Phnom Malai is a mountain area in Malai District, Banteay Meanchey Province of Cambodia. The district became a Khmer Rouge stronghold and battleground through the 1980s and 1990s. Today it is a remote and sparsely populated border area with scattered settlements mostly made up of former rebels.
Refugees from refugee camps in Aranyaprathet, Thailand, were forcefully sent back across the border in 1980 to areas under Khmer Rouge control and many of them ended up in Phnom Malai. The process was organized by pro-Democratic Kampuchea cadres, but it was presented to the press as "voluntary". It was supported by the United States government, who took a dim view of the existing pro-Vietnamese Cambodian regime, as well as countries like Malaysia, Thailand and Singapore, whose representative exhorted the disoriented refugees to "go back and fight."

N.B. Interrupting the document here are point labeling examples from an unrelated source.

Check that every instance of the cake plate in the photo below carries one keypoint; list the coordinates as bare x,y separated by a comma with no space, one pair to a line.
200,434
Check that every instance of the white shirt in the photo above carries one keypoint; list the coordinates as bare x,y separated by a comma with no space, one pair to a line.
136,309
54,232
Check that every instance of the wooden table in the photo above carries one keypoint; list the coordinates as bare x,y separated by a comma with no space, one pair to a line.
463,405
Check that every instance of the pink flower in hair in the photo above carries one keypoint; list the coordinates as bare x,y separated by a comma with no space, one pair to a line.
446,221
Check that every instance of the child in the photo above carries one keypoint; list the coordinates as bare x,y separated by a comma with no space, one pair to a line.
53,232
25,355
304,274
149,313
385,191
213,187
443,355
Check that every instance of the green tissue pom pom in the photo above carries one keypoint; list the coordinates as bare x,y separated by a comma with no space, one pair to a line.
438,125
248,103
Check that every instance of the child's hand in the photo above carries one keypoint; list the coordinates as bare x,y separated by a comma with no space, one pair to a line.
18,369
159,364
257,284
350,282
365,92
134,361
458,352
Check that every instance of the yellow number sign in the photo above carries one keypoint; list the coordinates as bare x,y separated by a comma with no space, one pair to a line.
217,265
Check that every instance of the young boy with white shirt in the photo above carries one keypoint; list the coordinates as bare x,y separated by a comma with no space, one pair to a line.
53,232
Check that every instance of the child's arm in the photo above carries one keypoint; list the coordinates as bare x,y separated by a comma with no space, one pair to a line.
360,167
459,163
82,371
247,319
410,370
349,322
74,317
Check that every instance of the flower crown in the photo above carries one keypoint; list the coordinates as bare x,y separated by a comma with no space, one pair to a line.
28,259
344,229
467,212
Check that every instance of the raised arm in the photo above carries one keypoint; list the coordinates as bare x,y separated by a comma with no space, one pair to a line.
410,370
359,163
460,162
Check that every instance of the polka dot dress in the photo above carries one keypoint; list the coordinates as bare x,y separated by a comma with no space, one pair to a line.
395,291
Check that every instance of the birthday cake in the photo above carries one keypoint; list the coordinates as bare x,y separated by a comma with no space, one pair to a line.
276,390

By 1981 Phnom Malai was not self-sufficient, the Khmer Rouge uniforms and weapons came from China, channeled through the Thai military, and the food from markets across the border in Thailand. In this period, the Khmer Rouge was able to rebuild its military, now titled the "National Army of Democratic Kampuchea" (NADK), as well as its infamous ruling party, the Communist Party of Kampuchea (CPK), the sinister and shadowy "angkar", as the Party of Democratic Kampuchea. By mid-1980s, with the cooperation of the West and China, the Khmer Rouge had grown to about 35 to 50 thousand troops and committed cadres.
Pol Pot lived in the Phnom Malai area, giving interviews in the early 1980s accusing all those who opposed him of being traitors and "puppets" of the Vietnamese until he disappeared from public view. In 1985, his "retirement" was announced, but he kept hiding somewhere close by, still pulling the Khmer Rouge strings of power.